SAGE: Multi-Agent Self-Evolution for LLM Reasoning
This addresses the need for more efficient and stable self-training methods in multi-step reasoning tasks for AI systems, though it is incremental in building on existing self-play approaches.
The paper tackles the problem of improving reasoning in large language models by reducing reliance on large human-labeled datasets, achieving gains such as an 8.9% improvement on LiveCodeBench and 10.7% on OlympiadBench for the Qwen-2.5-7B model.

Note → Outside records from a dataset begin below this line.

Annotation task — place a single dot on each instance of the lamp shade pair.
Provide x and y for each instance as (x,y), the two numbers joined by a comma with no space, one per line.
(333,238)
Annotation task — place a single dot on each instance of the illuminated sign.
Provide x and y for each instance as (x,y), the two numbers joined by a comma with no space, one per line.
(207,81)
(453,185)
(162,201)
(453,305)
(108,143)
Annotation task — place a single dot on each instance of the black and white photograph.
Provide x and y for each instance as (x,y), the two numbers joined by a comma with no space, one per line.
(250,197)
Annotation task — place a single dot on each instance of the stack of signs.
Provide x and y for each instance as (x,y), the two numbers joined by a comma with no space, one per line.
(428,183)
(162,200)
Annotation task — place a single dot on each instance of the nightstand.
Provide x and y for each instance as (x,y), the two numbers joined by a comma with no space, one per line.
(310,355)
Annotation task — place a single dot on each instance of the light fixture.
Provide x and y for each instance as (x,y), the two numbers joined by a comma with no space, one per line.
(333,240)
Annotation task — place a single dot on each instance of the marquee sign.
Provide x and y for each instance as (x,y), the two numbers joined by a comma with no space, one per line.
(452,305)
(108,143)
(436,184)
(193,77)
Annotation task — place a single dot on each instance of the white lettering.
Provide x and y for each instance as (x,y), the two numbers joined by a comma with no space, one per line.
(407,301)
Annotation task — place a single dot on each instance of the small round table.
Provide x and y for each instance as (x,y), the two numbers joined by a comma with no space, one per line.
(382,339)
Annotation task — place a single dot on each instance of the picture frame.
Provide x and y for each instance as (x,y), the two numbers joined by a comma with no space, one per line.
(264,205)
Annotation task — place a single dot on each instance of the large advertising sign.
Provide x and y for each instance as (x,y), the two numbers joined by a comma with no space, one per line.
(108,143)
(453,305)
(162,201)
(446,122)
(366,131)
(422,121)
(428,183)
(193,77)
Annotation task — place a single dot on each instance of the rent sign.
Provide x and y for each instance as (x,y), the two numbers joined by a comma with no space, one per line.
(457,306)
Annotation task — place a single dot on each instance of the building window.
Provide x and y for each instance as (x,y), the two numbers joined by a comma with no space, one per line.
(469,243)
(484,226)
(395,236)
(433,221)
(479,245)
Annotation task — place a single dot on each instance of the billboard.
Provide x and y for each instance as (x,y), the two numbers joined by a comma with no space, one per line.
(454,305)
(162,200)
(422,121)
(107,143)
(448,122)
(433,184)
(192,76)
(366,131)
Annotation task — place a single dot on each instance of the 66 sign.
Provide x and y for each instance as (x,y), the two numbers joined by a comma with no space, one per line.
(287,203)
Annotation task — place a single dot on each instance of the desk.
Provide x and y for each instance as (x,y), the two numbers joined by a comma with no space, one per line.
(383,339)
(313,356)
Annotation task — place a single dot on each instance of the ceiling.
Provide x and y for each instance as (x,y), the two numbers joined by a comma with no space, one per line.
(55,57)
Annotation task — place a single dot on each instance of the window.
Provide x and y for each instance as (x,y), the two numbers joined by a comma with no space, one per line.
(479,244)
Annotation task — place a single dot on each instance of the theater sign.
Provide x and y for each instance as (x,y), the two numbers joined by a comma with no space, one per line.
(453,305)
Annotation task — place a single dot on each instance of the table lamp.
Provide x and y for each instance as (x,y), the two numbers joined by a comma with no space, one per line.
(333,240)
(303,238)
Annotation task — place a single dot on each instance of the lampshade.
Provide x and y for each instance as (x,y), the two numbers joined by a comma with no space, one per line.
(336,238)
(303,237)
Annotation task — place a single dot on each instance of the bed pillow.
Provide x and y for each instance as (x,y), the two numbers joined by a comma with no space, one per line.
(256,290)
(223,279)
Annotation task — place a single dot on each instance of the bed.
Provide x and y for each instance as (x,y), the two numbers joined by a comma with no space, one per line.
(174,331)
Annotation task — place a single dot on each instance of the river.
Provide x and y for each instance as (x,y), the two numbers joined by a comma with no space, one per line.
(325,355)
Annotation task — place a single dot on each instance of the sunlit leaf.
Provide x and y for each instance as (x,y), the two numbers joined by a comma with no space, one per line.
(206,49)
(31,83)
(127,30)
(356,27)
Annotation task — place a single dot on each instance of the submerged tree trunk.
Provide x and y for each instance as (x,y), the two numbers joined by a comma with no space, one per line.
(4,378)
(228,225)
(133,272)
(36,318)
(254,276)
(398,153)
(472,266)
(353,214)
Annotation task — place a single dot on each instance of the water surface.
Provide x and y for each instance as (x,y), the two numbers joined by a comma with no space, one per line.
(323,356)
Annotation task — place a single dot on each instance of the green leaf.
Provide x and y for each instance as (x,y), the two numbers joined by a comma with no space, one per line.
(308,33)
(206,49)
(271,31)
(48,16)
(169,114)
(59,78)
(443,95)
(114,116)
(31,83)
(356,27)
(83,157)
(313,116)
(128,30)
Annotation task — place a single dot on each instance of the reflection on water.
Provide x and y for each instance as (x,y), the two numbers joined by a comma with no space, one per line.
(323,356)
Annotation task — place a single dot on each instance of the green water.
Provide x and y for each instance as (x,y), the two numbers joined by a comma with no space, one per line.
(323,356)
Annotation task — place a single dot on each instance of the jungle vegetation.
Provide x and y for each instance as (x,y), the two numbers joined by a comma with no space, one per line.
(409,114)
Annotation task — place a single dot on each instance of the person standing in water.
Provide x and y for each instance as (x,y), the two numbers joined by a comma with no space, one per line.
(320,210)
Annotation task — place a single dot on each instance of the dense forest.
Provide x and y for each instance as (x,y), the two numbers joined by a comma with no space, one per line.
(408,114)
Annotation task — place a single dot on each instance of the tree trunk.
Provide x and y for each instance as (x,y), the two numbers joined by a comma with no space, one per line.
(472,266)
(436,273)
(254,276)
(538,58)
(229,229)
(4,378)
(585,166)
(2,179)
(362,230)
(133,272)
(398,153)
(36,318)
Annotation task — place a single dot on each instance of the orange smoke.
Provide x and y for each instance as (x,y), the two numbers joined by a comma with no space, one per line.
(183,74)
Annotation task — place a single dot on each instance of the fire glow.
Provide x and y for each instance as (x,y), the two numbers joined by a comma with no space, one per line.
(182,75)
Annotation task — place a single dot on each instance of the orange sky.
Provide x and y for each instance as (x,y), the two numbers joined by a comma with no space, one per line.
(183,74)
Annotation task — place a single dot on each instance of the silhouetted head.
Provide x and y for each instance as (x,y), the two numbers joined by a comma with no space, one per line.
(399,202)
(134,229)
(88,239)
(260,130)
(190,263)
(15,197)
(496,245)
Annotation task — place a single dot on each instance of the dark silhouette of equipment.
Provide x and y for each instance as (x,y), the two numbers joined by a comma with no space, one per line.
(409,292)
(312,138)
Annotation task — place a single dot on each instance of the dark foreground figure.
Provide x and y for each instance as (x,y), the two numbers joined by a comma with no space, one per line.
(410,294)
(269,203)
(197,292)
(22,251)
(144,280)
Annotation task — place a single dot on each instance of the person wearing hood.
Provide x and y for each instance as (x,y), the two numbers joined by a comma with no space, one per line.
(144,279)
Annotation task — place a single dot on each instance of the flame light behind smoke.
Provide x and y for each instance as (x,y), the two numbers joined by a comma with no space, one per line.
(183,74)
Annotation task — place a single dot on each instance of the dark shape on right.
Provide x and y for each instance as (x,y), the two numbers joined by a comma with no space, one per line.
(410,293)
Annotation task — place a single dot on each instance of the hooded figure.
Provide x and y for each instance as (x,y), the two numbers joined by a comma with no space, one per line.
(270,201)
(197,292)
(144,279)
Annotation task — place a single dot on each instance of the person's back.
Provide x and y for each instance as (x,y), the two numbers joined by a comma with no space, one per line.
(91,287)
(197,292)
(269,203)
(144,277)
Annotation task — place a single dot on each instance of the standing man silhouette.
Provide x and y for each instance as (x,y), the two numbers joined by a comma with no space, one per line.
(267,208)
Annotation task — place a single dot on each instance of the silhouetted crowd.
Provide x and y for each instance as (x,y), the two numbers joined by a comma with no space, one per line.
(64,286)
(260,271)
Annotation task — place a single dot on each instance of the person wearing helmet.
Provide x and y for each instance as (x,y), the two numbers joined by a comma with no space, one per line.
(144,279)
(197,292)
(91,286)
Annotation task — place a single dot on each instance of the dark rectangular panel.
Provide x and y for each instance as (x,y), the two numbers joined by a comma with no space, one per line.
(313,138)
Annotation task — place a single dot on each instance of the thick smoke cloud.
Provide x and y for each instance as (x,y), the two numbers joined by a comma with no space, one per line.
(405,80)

Reinforcement learning with verifiable rewards improves reasoning in large language models (LLMs), but many methods still rely on large human-labeled datasets. While self-play reduces this dependency, it often lacks explicit planning and strong quality control, limiting stability in long-horizon multi-step reasoning. We present SAGE (Self-evolving Agents for Generalized reasoning Evolution), a closed-loop framework where four agents: Challenger, Planner, Solver, and Critic, co-evolve from a shared LLM backbone using only a small seed set. The Challenger continuously generates increasingly difficult tasks; the Planner converts each task into a structured multi-step plan; and the Solver follows the plan to produce an answer, whose correctness is determined by external verifiers. The Critic scores and filters both generated questions and plans to prevent curriculum drift and maintain training signal quality, enabling stable self-training. Across mathematics and code-generation benchmarks, SAGE delivers consistent gains across model scales, improving the Qwen-2.5-7B model by 8.9% on LiveCodeBench and 10.7% on OlympiadBench.